Takemi Miyamae (宮前 岳巳, Miyamae Takemi) is a Japanese conditioning coach for the Chunichi Dragons in Japan's Nippon Professional Baseball.

==Career==
Miyamae graduated from Seifu High School where he was a 400m hurdles runner. He took part in the 4x400 hurdle relay in the 1985 inter-high school tournament in Yamaguchi where he reached the semi-finals. Once graduating high school, he entered Osaka University of Health and Sport Sciences.

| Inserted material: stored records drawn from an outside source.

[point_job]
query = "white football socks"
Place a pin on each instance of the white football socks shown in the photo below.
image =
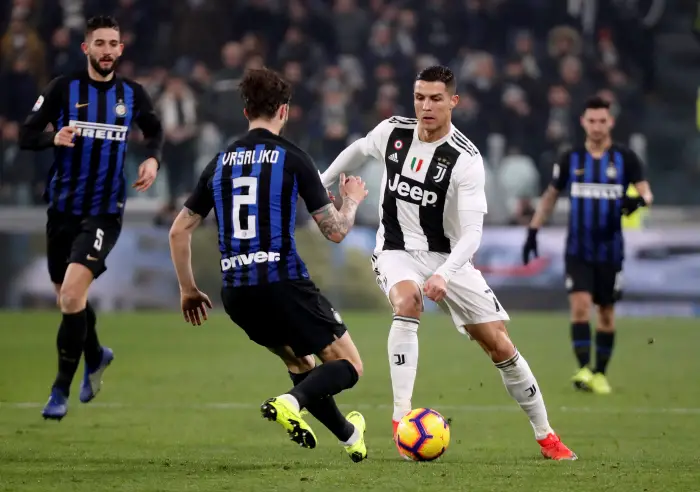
(403, 362)
(522, 386)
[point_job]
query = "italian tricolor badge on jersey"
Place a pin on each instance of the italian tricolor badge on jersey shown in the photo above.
(415, 167)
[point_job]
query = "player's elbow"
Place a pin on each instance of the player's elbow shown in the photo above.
(335, 237)
(178, 233)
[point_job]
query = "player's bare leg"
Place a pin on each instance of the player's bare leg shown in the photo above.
(580, 304)
(520, 384)
(604, 342)
(407, 302)
(313, 390)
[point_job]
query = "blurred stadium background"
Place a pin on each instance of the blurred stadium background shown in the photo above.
(524, 68)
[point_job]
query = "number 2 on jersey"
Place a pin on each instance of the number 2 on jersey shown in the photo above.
(249, 198)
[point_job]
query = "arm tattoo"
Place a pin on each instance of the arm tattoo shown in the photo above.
(335, 224)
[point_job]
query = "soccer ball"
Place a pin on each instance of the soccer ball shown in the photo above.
(423, 435)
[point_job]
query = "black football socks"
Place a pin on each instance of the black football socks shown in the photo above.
(91, 348)
(604, 342)
(326, 411)
(581, 341)
(70, 341)
(328, 379)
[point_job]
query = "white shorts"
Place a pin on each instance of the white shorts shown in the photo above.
(469, 299)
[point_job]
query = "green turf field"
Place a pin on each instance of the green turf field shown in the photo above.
(179, 412)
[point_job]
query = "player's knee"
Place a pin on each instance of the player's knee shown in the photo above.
(357, 364)
(493, 338)
(72, 299)
(300, 365)
(580, 309)
(606, 319)
(408, 304)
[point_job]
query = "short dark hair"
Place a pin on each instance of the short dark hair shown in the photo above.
(263, 92)
(596, 102)
(101, 22)
(439, 73)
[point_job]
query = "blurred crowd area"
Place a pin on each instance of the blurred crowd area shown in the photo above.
(524, 67)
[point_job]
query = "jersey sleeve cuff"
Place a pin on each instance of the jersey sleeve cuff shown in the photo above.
(444, 273)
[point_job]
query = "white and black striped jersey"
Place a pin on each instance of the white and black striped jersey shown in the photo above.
(424, 185)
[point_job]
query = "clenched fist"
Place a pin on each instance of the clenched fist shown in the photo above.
(64, 137)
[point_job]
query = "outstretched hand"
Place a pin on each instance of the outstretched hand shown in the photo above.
(193, 305)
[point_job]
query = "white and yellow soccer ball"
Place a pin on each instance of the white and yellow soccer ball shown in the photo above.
(423, 435)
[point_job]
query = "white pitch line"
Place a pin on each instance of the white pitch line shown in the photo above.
(366, 406)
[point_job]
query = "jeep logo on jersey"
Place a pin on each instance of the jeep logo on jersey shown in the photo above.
(100, 131)
(247, 259)
(597, 191)
(414, 193)
(250, 157)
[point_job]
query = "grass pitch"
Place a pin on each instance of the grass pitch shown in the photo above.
(179, 412)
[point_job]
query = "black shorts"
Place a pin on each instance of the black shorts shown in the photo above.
(290, 313)
(601, 280)
(83, 240)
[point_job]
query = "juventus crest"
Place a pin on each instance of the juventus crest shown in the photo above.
(442, 164)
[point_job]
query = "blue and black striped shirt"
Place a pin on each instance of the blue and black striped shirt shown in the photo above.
(88, 179)
(253, 188)
(596, 186)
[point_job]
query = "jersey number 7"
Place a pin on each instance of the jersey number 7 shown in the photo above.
(249, 198)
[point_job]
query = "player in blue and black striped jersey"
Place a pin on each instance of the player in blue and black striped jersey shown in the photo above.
(596, 177)
(91, 113)
(253, 188)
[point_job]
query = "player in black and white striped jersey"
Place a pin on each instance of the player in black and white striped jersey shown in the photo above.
(431, 216)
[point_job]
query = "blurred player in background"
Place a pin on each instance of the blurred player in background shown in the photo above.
(596, 175)
(253, 188)
(431, 216)
(91, 113)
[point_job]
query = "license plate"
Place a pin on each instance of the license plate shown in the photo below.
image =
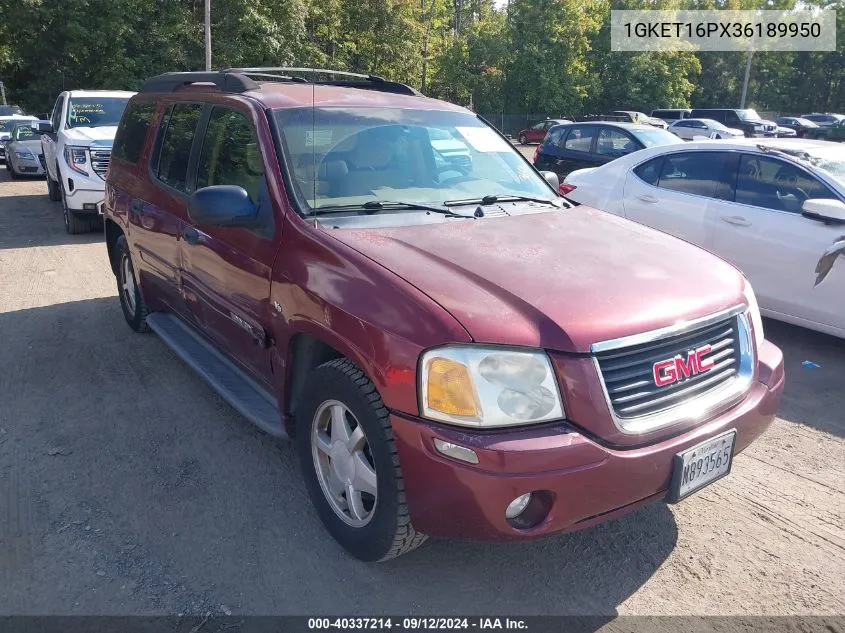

Following graduation from university, Miyamae worked with the rugby club at Jōshō Keikoku Gakuen High School as a trainer. He later worked with the Mitsubishi Fuso Truck and Bus Corporation baseball team, helping the team to two inter-city tournament wins in 2000 and 2003.
In 2004, Miyamae was recruited by the Chunichi Dragons of Nippon Professional Baseball as conditioning coach.

==Personal==
At the Okinawa spring camp between February 1 and 27, 2017, Miyamae had a short exposure on the Chunichi Dragons official twitter showing the job that the less remarkable backroom staff make. A similar expose was shown in 2018.

On 27 February 2017 while moving for an open game against the Hokkaido Nippon Ham Fighters, Miyamae and fellow conditioning coach Kōsei Katsuzaki rushed to the help of a man who had fainted at Naha Airport where they instructed staff and aided paramedics.